On Dec 16, 7:26 pm, Steven D'Aprano <st...@remove-this-
cybersource.com.au> wrote:
> On Tue, 16 Dec 2008 13:25:17 -0700, Joe Strout wrote:
> > So I'd like to restructure my app so that it can stay running and stay
> > logged in, yet I can still update and reload at least most of the code.
> > But I'm not sure what's the best way to do this.  Should I move the
> > reloadable code into its own module, and then when I give my bot a
> > "reload" command, have it call reload on that module?  Will that work,
> > and is there a better way?
>
> That should work for functions, but less successfully with classes.

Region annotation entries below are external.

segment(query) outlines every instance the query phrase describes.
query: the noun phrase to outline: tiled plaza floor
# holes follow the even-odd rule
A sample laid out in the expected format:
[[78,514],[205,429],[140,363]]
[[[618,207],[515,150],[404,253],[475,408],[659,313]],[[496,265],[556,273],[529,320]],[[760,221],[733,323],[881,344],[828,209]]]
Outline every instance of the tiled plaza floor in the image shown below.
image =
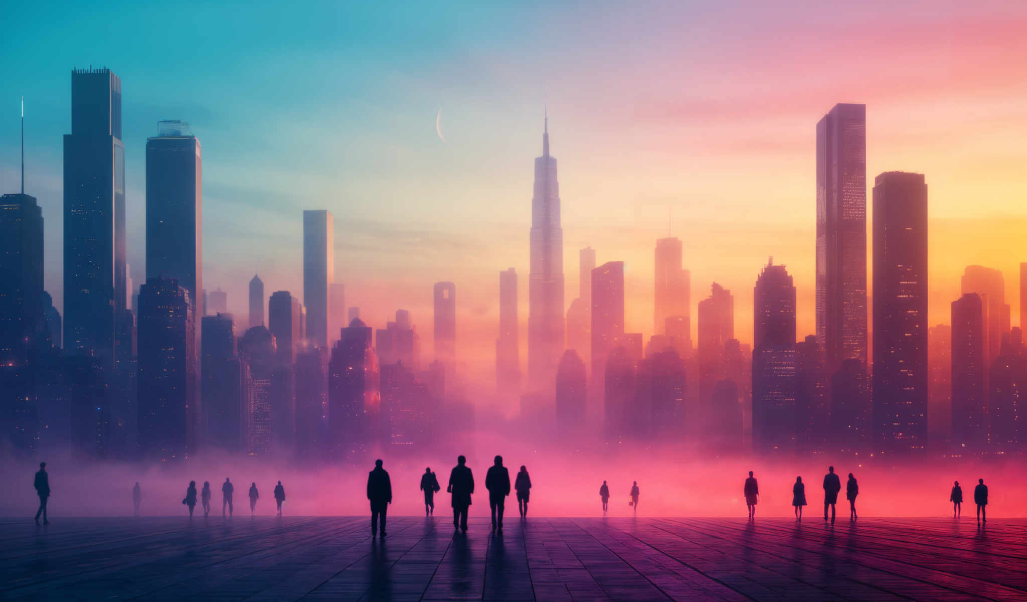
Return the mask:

The
> problem is that existing objects will still have the old behaviour even
> after reloading the class.

Good catch, Mr. Steven.  You could re-query on every call to a method
with __getattr__.

def __getattr__( I, name ):
  cls= module.class_to_query
  return cls.__getattr__( I, name ) #need to call __get__ on this

That way, when 'class_to_query' changes, the behavior changes.

Here's the implementation:

>>> class Behavior( object ):
...     def methA( I ):
...             print 'methA one'
...
>>> class Dynamic( object ):
...     def __getattr__( I, key ):
...             return getattr( Behavior, key ).__get__( I, Behavior )
...
>>> x= Dynamic( )
>>> x.methA( )
methA one
>>> class Behavior( object ):
...     def methA( I ):
...             print 'methA two'
...
>>> x.methA( )
methA two

You would have to soft-code 'Behavior' into the initializer of
'Dynamic' as a string, not the class object.